Picnik allows users to perform basic photo editing functions like cropping and resizing pictures. In addition, users can add effects, stickers and frames to their pictures. For an additional fee of $4.95 a month (or $24.95 a year), users can get access to more advanced editing tools and additional effects, fonts and stickers. Until now, Picasa users only had the option to edit photos in the Picasa desktop application.
The integration between the two services is seamless, though Picnik's design is clearly different from Picasa's and quite a few users will probably think that they've arrived on a non-Google site. As Jonathan Sposata, the product manager for Google Photos and Picnik's original founder told us yesterday, this was a conscious decision on Google's part. Just like YouTube and a few other Google properties, Picnik will retain its original branding. Google is also keeping Picnik's fee structure intact. Picasa should automatically recognize if a Picnik user has a paid or free account.
Google didn't add any new features to Picnik. Instead, Sposata told us, most of the work over the last few months went into migrating Picnik's back-end (which ran on a combination of Picnik's own servers and Amazon's S3 storage service) to Google's infrastructure.

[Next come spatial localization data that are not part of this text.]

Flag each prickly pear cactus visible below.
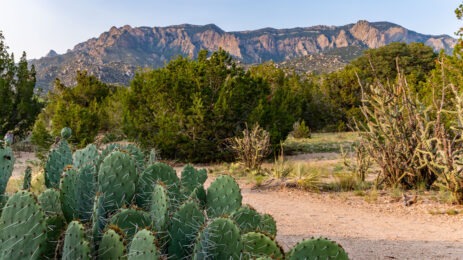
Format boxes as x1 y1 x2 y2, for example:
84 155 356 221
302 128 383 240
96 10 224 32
73 143 99 169
109 207 151 241
62 221 91 260
136 162 180 210
39 188 63 215
0 191 47 259
98 151 137 212
122 143 145 174
0 145 14 196
92 193 108 250
286 237 349 260
230 205 263 234
241 232 284 259
60 167 79 222
168 200 206 259
128 229 160 260
192 217 243 260
180 164 207 195
150 183 170 233
61 127 72 140
189 185 207 208
77 164 97 221
97 227 127 259
38 188 66 258
22 166 32 190
206 175 242 218
45 134 72 189
259 213 277 239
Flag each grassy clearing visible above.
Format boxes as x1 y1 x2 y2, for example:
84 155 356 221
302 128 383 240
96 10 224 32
283 132 360 154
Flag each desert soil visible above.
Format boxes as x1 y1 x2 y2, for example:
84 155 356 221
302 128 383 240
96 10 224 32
10 152 463 259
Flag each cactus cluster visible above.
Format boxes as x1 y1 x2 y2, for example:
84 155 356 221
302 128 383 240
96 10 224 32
0 128 349 259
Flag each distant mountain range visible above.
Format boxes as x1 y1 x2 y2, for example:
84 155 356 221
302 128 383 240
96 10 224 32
30 20 457 90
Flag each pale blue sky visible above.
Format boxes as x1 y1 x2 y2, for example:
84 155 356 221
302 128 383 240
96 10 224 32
0 0 461 59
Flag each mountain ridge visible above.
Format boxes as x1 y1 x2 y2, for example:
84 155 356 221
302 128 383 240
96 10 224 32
31 20 457 90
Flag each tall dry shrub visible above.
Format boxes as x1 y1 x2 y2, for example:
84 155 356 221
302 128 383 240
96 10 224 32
355 67 437 189
229 124 271 171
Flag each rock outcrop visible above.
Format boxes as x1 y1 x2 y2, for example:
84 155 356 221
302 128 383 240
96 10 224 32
31 20 457 90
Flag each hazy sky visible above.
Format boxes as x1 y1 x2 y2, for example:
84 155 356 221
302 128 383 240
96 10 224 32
1 0 461 59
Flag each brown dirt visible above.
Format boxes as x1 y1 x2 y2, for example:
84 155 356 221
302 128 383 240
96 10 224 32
240 183 463 259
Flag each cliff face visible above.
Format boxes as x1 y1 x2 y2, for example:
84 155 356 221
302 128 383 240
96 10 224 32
31 20 457 89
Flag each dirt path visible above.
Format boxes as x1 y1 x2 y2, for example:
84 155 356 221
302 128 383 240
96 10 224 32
241 186 463 259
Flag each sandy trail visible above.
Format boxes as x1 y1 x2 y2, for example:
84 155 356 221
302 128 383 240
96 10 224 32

What About Picasa on the Desktop?
Overall, this is a welcome addition to the online version of Picasa, as it enables users to perform relatively complex image editing functions right in the browser. Interestingly, though, there is now a very clear mismatch between the editing functions in the Picasa desktop client and the online version. Chances are that Google will soon rectify this situation. As Sposata told us, today's announcement is just "the first sign of many wonderful things to come." Judging from our discussion with Google, bringing more of Picnik's tools to more Google properties in the near future is definitely one of the team's current priorities.